By becoming self-sufficient — through an increased IQ and better communication skills that are proven through early treatment and inclusion in classrooms — the need for state institutional help later in life is vastly decreased, if not gone altogether, according to reports from the UW.

“The state would be paying for (students with autism) to be institutionalized,” Fish Mosser said. “But thanks to Nancy Pack and her crew, they’ll become productive citizens.”

The financial benefit alone is remarkable — the UW also reports that early intervention saves the state $2 million over the lifetime of a person with autism.

And his fellow students — as well as staff of the school — also benefit.

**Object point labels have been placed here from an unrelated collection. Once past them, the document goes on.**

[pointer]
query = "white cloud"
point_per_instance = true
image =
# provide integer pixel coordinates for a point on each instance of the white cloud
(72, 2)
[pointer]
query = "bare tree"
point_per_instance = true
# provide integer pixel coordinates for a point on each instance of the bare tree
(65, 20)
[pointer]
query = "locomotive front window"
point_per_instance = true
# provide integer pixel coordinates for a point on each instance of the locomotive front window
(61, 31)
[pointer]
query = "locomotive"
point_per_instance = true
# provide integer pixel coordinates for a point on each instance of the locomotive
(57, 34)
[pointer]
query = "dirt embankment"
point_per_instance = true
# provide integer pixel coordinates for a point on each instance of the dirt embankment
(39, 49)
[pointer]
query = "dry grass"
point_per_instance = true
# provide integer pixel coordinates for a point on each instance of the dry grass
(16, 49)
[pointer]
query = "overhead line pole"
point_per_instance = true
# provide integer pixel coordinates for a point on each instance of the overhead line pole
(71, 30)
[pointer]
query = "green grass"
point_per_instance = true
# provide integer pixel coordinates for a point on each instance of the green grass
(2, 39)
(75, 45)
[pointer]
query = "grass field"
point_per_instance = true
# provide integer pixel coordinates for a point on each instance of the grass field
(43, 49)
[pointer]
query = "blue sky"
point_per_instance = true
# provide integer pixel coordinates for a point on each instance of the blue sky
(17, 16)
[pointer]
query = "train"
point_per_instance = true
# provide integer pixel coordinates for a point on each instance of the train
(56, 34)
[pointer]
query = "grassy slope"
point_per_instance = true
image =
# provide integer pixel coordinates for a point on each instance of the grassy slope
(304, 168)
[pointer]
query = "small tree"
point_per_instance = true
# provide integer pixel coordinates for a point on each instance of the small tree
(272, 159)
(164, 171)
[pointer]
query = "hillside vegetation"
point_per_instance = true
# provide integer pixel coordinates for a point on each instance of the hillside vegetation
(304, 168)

“It really teaches empathy,” said Brown. “The regular class gets an opportunity to be empathic to learning differences.”

“The kids and the staff benefit from this whole project,” Poulsbo Elementary Principal Jerry Willson added. “We make sure they go to recess, to lunch and to class with us. And we benefit from that.”

Katie and Fish Mosser hope that by the time Thomas reaches middle school, he’ll be fully included — all day — in a general classroom. They don’t deny he’ll struggle with autism during his life. But through the help of Pack’s program, as well as other supplemental programs in which he participates, he’ll become not only a fully included member in the classroom — but in society.

“Their dedication and patience is incredible,” Fish said of Pack, Thomas’ paraeducator Claudia Young and all the paraeducators. “They’re like super teachers.”

Fish said he sees his son working in the information technology field when he grows up, possibly developing software with his many talents on the computer. With what he already knows at age 8, there’s no telling of what his abilities might be out of high school, perhaps out of college.

Through unlocking his gift, Thomas Mosser will live a life much different than his parents ever imagined. And because of this new chance, there is no way to know where, and how far, his skills may go.

“He’s going to be a computer whiz,” Katie Mosser said, “and probably put Bill Gates out of business.”